出雲大社からくるまで15分あまり、県道29号を北に進むと朱色に塗られた見事な権現造の日御碕神社(ひのみさきじんじゃ)に至る。現在の社殿は三代将軍、徳川家光の命により日光東照宮の…、

「いやあ、立派ですなあ。だいだい色、きれいわ。伏見稲荷と一緒や。」誰なんだ、行く手を阻むこのおやじ。大声で、ところかまわずに勘弁してほしい。

かかわらないで通り過ぎよう。
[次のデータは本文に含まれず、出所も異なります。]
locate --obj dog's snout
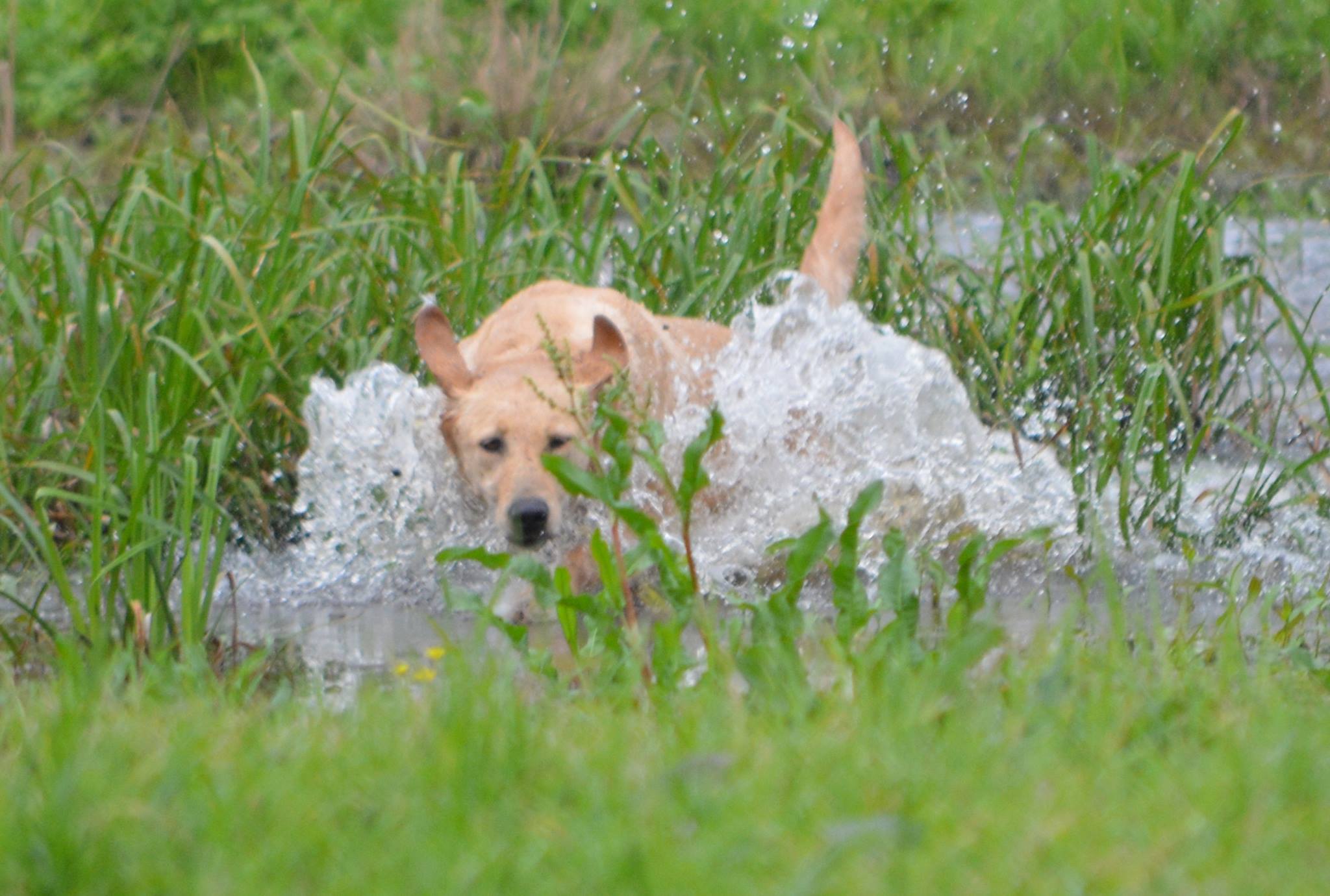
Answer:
[508,497,549,547]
「なあ、大将!」

つかまった。

「はあ…」

「わしな、前からここ、いっぺん来たい来たい思もてましたんや。ヨメがここえらい好きでなあ…。あっちがな、アマテラスまつってますねん。ほんでこっちがスサノオ。御存じでしたか。」

「いや……」どうしてなのだろう。なぜここで関西弁なんだ。「今日は奥さんは」

「なんかこう、身が引き締まるような気持ちになりますなあ。厳粛な気持ちって言いますんかな」

なったかもしれない。あなたがいなくてひとりきりなら。

「ご病気かなにかですか」

「いや、離婚しましてん。二年前」

「……」

「それにしてもきれいわ。だいだい色。ここ、あれですやろ。もうちょっとむこう行ったら、水平線にダーッとおひさん沈んでいくのん見れますんやろ。その夕日に染められたみたいですわな。もともと古代にはその夕日を拝んでたんですやろな。日沈の宮、言うぐらいですさかいな」

そんなわけで、わたしはいま日御碕神社にいた。

そして海岸を目指して歩いて行った。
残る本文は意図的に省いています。